If you want to know how to get over someone you love, you must realize that none of the answers are easy ones. No matter how ready you might think you are to move on and get over that person, that you have to ask how to do it at all shows that it’s going to be a painful process. Sometimes it’s a slow process, too. You might think you’re over someone and a year or two later be reminded of that person and feel all the pain and sadness again. That doesn’t mean you’re not over the person, though.

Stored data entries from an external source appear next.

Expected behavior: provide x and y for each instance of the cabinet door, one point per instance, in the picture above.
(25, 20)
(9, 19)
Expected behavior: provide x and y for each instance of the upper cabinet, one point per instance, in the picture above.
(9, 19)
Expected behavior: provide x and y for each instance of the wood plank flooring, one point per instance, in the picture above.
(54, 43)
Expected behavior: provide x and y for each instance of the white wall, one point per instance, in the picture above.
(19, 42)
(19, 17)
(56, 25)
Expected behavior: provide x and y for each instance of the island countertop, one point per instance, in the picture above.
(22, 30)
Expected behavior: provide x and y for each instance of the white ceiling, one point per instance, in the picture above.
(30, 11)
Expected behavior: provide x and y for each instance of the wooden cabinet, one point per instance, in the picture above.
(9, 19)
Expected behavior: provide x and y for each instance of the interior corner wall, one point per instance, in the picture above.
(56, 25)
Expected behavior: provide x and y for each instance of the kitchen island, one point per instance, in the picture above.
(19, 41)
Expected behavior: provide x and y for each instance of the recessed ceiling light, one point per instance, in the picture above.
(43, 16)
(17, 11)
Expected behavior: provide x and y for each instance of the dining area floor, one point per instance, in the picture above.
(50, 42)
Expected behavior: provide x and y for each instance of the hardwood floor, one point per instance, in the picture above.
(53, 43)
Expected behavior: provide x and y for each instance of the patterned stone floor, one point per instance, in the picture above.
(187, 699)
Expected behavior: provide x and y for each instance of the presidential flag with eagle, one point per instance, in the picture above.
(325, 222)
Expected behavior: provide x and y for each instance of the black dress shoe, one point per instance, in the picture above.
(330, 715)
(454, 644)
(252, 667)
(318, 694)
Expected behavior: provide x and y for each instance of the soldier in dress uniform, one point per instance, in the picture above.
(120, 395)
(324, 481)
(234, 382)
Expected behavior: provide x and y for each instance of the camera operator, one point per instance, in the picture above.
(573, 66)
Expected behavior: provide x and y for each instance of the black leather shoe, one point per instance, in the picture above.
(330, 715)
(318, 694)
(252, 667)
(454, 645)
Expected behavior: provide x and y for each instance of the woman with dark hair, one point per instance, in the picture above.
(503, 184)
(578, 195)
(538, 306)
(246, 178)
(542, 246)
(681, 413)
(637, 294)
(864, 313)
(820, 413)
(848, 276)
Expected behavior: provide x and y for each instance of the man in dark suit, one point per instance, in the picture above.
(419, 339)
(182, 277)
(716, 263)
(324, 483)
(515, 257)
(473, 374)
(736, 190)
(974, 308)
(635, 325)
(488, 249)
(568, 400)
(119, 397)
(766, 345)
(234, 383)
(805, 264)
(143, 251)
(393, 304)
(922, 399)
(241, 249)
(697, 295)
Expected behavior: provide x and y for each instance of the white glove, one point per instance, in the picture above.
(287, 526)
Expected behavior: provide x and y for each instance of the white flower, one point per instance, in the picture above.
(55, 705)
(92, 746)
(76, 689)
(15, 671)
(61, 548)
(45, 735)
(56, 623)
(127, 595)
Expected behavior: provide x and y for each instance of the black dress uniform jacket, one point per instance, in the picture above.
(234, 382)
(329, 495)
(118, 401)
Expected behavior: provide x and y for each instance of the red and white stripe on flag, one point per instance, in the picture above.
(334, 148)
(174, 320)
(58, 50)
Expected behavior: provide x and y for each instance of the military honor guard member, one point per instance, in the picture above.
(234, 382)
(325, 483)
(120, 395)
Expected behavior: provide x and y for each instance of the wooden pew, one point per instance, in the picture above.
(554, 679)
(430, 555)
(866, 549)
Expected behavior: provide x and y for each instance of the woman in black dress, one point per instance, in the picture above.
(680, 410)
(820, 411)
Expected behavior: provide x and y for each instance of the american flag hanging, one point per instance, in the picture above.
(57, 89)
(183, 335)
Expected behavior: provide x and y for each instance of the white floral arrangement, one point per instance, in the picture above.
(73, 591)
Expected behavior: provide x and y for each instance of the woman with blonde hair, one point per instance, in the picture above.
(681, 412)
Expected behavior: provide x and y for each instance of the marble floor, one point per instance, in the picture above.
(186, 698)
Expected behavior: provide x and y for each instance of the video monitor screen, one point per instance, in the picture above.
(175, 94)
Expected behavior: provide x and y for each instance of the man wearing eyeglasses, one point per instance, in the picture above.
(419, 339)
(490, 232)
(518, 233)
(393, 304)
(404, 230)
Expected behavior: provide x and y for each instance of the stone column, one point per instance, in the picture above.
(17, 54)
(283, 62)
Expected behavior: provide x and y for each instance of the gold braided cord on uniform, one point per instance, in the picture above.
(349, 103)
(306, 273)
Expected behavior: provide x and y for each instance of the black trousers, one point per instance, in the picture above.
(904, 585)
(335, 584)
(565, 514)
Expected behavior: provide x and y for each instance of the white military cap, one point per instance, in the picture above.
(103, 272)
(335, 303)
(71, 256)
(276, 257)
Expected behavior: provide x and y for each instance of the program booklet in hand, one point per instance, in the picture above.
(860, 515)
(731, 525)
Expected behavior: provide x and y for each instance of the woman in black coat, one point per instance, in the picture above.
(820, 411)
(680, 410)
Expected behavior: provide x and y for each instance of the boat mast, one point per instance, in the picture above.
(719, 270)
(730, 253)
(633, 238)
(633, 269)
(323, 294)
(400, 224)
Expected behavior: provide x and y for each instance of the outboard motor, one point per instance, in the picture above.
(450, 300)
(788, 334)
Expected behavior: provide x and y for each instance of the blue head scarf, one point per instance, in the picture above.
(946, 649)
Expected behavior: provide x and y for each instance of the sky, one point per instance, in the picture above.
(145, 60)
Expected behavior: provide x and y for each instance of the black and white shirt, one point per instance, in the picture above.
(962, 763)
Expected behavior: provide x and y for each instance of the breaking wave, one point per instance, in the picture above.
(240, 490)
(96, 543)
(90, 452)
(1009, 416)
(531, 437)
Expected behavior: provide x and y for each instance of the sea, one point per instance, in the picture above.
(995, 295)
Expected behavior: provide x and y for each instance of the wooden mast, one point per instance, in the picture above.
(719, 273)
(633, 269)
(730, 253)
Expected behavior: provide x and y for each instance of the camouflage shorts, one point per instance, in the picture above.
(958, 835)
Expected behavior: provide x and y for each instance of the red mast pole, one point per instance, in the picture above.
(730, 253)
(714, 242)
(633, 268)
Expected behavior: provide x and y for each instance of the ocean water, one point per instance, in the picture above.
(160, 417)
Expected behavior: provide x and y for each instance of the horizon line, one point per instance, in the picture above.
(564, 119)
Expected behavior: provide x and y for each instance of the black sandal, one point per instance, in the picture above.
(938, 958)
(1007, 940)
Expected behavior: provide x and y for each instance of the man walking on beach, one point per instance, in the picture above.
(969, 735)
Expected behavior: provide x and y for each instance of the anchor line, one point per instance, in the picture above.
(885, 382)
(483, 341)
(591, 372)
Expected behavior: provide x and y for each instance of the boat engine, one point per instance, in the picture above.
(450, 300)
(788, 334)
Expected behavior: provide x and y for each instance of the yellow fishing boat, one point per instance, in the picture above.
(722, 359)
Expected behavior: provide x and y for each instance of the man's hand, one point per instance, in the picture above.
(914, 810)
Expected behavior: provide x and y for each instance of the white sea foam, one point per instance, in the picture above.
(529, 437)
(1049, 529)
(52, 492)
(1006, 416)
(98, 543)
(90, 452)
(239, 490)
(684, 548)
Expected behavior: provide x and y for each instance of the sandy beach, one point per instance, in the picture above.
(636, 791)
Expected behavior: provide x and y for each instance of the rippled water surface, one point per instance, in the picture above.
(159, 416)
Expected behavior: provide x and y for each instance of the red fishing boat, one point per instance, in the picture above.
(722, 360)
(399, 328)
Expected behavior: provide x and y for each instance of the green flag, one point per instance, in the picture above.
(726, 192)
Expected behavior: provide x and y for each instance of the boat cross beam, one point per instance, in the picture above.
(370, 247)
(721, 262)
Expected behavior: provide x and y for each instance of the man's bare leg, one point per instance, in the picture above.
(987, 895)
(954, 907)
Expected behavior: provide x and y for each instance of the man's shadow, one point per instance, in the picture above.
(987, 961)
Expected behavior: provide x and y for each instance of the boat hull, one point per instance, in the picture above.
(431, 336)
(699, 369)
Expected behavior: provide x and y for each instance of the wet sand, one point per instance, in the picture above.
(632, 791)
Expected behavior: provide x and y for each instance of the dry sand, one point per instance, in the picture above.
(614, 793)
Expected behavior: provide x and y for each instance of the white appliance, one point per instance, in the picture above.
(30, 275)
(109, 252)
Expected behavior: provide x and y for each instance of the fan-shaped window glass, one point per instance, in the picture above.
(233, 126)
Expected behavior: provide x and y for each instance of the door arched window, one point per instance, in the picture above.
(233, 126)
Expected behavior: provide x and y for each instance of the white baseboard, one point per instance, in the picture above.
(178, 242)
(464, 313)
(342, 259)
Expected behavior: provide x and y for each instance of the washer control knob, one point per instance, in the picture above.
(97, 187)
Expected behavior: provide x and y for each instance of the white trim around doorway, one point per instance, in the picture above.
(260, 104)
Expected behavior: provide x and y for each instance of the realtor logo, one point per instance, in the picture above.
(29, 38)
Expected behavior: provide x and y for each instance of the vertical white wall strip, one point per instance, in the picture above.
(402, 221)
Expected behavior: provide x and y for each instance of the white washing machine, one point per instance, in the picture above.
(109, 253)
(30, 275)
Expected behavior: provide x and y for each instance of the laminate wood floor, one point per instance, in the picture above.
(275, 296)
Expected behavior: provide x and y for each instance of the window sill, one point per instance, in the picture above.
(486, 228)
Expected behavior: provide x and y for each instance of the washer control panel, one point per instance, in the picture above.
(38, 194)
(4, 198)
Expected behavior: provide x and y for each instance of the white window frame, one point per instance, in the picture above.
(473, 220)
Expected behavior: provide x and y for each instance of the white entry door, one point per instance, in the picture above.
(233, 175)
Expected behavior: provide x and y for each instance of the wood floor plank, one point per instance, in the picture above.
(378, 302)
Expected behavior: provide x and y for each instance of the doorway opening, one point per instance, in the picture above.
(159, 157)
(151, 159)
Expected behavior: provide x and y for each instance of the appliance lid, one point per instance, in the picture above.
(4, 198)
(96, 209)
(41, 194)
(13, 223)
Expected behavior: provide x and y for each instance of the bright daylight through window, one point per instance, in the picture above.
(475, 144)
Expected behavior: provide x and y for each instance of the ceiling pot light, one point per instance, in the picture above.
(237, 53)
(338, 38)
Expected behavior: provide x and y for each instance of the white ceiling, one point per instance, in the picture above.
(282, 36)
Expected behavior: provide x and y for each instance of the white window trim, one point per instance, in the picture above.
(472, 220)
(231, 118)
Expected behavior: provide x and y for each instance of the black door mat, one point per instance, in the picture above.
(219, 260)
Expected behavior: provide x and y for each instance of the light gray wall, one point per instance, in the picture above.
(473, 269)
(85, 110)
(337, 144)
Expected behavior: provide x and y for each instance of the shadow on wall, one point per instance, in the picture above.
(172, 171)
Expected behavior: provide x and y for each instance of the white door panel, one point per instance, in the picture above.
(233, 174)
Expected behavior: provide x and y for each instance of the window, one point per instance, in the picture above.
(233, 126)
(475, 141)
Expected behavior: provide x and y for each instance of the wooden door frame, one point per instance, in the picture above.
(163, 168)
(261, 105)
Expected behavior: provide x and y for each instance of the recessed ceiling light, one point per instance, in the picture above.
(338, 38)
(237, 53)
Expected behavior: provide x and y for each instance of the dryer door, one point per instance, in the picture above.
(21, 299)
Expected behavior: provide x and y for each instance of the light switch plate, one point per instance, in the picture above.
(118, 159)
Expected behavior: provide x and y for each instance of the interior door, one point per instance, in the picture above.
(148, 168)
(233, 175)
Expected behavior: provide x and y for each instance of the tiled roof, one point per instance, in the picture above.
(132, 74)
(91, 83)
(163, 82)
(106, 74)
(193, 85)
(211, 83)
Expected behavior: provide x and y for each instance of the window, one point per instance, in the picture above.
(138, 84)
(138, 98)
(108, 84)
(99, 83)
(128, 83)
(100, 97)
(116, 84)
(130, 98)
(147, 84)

If you’ve had a lot emotionally invested into a relationship and it ends, it’s something that can potentially make you feel sad for years. Maybe even for the rest of your life. But that doesn’t mean the sadness has to be paralyzing or has to throw you into a depression. By getting over the person, you can realize that losing them made you sad, and look back on it as you would any sad loss. It’s the period of time soon after the loss that should be the hardest, that makes you ask how to get over someone you love.

If the break-up is new, often the only way to deal with it is just to face the pain and ride it out. It’s going to hurt, no matter what you do. But there are some things you can do to lessen the pain. You can remove obvious visual reminders of the person, if possible. Photographs of them can be put away for a while. Gifts they gave you can be stored instead of displayed. You can even avoid the places you used to go together for a while. This tip can be found in pretty much every list that explains how to get over someone you love, so it’s at least a popular idea that’s worth a try.

If you’re really having trouble living your life after the break-up, it might be necessary to seek counseling. Simply explain that you’ve just been through a painful break-up and ask the counselor how to get over someone you love. They can offer helpful advice, and can be more specific that generic lists about how to get over someone you love. A counselor can also probably offer better advice than friends or family.

Your friends and family might feel they know your situation too well. Some may have motives for help you get over the person. They might not have liked that you were in the relationship to begin with, so they might want you to get over things or move on to another person too quickly. With a counselor, though, you can safely tell them things about the relationship you probably don’t want friends or family to even know.

Feel free to go to counseling for as long as you need to. If the counselor feels you’re spending too much time dwelling on how to get over someone you love, they’ll tell you.